In New Hampshire, there is some discontent, too. A top campaign official publicly objected when the national campaign made phone calls attacking Democrat Barack Obama in the state, and former governor and longtime McCain supporter Walter Peterson said he fears the campaign's top brass has alienated too many New Hampshire independents by catering to social conservatives.

McCain loyalists in New Hampshire cite other frustrations as well: the mainstream media, which seems to them terribly biased toward Obama; the impersonal nature of a general election campaign, which features none of the town hall meetings and personal contact that helped voters get to know McCain so well; the young people who appear to them to value talk more than action.

But they are a long way from giving up.

"Fighting to the end is the best thing," Peterson said.

They vow to outwork Obama supporters, even if they are outnumbered. Many refuse to believe the polls, particularly the ones in New Hampshire that show their candidate as many as 15 percentage points behind Obama. There is a reason, after all, they are called "McCainiacs."

"He's going to be so happy when he sees all of his hard work here paying off," said Patsy Petit, a 58-year-old Latin teacher, with a conspiratorial smile as she took a break at the campaign's state headquarters in Manchester the other night.

Petit has been a fan of McCain since the spring of 1999, when she happened on a town hall event in Bedford. She concluded that McCain was a "very caring, honest person" and that serving his country was his sole agenda. Petit worked tirelessly for his campaign that year, as she did last year, even when his campaign seemed all but lost. Believing in New Hampshire voters' special relationship with McCain when the chips are down seems only logical to her.

"They're sensible," she said. "They've met him. They read. They don't go on gut reaction. That's New Hampshire. As far as the rest of the country . . ." She smiled, a little less certainly. "I hope they're thinking and reading too."

Around her, about a dozen other volunteers quietly went about their phone calls. The campaign's state headquarters, in a cavernous loft space in a renovated mill building, looked shipshape. At the entrance, a spare couch sat next to a row of flags. Even the candy was neatly contained in two large bowls.

But it lacked the happy buzz in the air at the Obama headquarters a few blocks away, where several dozen staff and volunteers chattered busily in a sprawling suite of offices that resembled messy dorm rooms. Homemade treats were piled on one table, while a cluster of middle-aged women painted signs around another. Someone had written "YAY!" in masking tape on the floor.

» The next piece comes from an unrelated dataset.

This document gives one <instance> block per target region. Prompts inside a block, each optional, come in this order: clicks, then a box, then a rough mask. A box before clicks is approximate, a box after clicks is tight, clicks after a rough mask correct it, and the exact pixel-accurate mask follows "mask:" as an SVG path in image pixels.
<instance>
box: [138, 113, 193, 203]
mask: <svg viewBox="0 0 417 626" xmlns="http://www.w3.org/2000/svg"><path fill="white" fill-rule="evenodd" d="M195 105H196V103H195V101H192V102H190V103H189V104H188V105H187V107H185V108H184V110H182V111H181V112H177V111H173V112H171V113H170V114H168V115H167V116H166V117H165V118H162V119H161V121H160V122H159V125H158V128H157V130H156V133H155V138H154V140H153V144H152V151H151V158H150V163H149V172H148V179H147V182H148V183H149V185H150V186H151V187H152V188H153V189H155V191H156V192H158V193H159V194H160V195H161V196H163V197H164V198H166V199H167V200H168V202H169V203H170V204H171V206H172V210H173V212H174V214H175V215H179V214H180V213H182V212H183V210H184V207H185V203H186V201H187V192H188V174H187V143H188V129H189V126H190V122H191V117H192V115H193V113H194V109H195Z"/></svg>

The McCainiacs are more dogged than joyful. Monday afternoon, Jim McConaha, cochairman of "Citizens for McCain" in the state, dropped campaign literature in Penacook, a village on the north side of Concord and home to many moderate Republicans, Reagan Democrats, and independents. Nobody was home, but McConaha checked off each house on his list, careful not to skip a single one.

"If signs mean anything, there's a real balance here," he said. A white clapboard house with black shutters had a McCain sign, as did a ranch-style house with a dozen or so antennas.

McConaha said he believes Obama is too inexperienced to be president.

He finds McCain's biography so inspirational that he just finished his ninth book about him. But he believes McCain's national campaign has gotten too mired in the details of his economic plan and has lost sight of the big themes, like service to country and his willingness to stand up to his own party, that distinguish him.

"I would like to see a broader vision for the country," McConaha said. "It takes courage to be a reformer; McCain's got it and he needs to talk about it more."

Leaning back from his kitchen table, Grimm could give no simple prescription for victory. He is continuing to give out yard signs, staying in touch with his veterans network, and hoping for the best - hoping that New Hampshire, and the rest of the country, sees the McCain that New Hampshire once did.